During my career I have observed the pervasiveness of family businesses. They may be more or less present in different economic sectors, but they are present for the reader to observe. Yet the commentary and literature readily available to family businesses, and business families, is relatively slim. There is a need to assist owners and managers of family firms, as well as guide members of owning families who may not be involved in active leadership or management roles, but who have an interest in ensuring their key family asset is well run in the context in which they operate.
I write from the perspective of a corporate lawyer, but as one who has business, management and investment education. I also write as someone with direct experience of working in well-established family businesses. I have worked in a longstanding, well regarded, British family owned meat packing firm (I even wrote the company history!) I also spent time seconded to a shipbuilding “Hidden Champion” of the German Mittelstand.
It is understandable that family firms are overlooked in the business media and professional commentary; despite their presence, they range from a George Formby figure cleaning windows to large enterprises of Indian business dynasties operating around the world. Despite this, family businesses share features that are worth exploring for insights for consideration in how your family business or investments can be better managed or could grow.
Perhaps I should define more precisely what I mean by a family business, or at least provide some character traits for it. Figure 1 provides four dimensions through which to judge if a business is a family business. There are several benefits of a flexible criteria to define family businesses. It avoids underappreciating the variety of family businesses. Therefore, it includes: the varying cultural definitions of family reflecting the social strength or weakness of extended families; the impact of step families and newer forms of marriage and civil partnership; and the various forms of family influence including management, ownership and investment.

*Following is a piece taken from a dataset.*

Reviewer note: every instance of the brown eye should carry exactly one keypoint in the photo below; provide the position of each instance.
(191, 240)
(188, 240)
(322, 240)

|Influence dimension.||Cut off criterion distinguishing family from nonfamily firm.||Rationale|
|Ownership||For small firms: at least 50% of voting rights in family hands
For large firms: at least 20% of voting rights in family hands
|Ownership rights, and in particular voting rights, equip actors with a decisive power to alter the strategic direction of the firm|
|Management||Small firms: family involvement in top management team
Large and public firms: involvement often not required
|Management involvement is what allows a dominant coalition (the family) to imbue a firm with particular values and to directly influence decision making|
|Transgenerational outlook||Firm is controlled by a family with the intent of passing it on to the next family generation||It is the desire for transgenerational control that distinguishes a family from a nonfamily firm|
|Later generation control||First generation firms: founder-controlled firms
Later generation firms: family firms
|Control that spans generations – and hence is not limited to a founding generation – is what constitutes a family firm|
By going to https://familybusinessnavigator.com (repeatedly choosing the English language option on each page) the reader can go through an assessment to see to what extent their business is a family business. The end of the assessment produces a web-like diagram for the reader on the particular characteristics of their family business. In addition, it produces a report on the challenges that go with such characteristics. I recommend the reader takes the assessment. I will consider these characteristics in my next piece, but I mention here that family businesses face particular issues as well as the gamut of issues facing businesses of any structure of ownership. Governance in family businesses involves effective collaboration between owners of significant blocks of shares or interests who are family members. Older family members as owners may hold accountable younger family members as managers. Succession or exit are commonly recurring themes. The members’ attitude towards risk impacts strategy, human resources and financial policy.
In later pieces I hope to take up particular themes to raise issues for consideration by members of business families, family businesses and management in such settings. The pieces will address such topics to consider how those issues can be tackled. Each family business or business family is set in their particular context with their unique set of personalities playing their roles to keep their family ships sailing on the high seas of commerce and industry. Therefore, the issues I address will be of varying levels of interest to readers, as reflected by their situation. However, all the issues will be of relevance to such readers at some point, assuming their family business concern goes from strength to strength over the years and generations.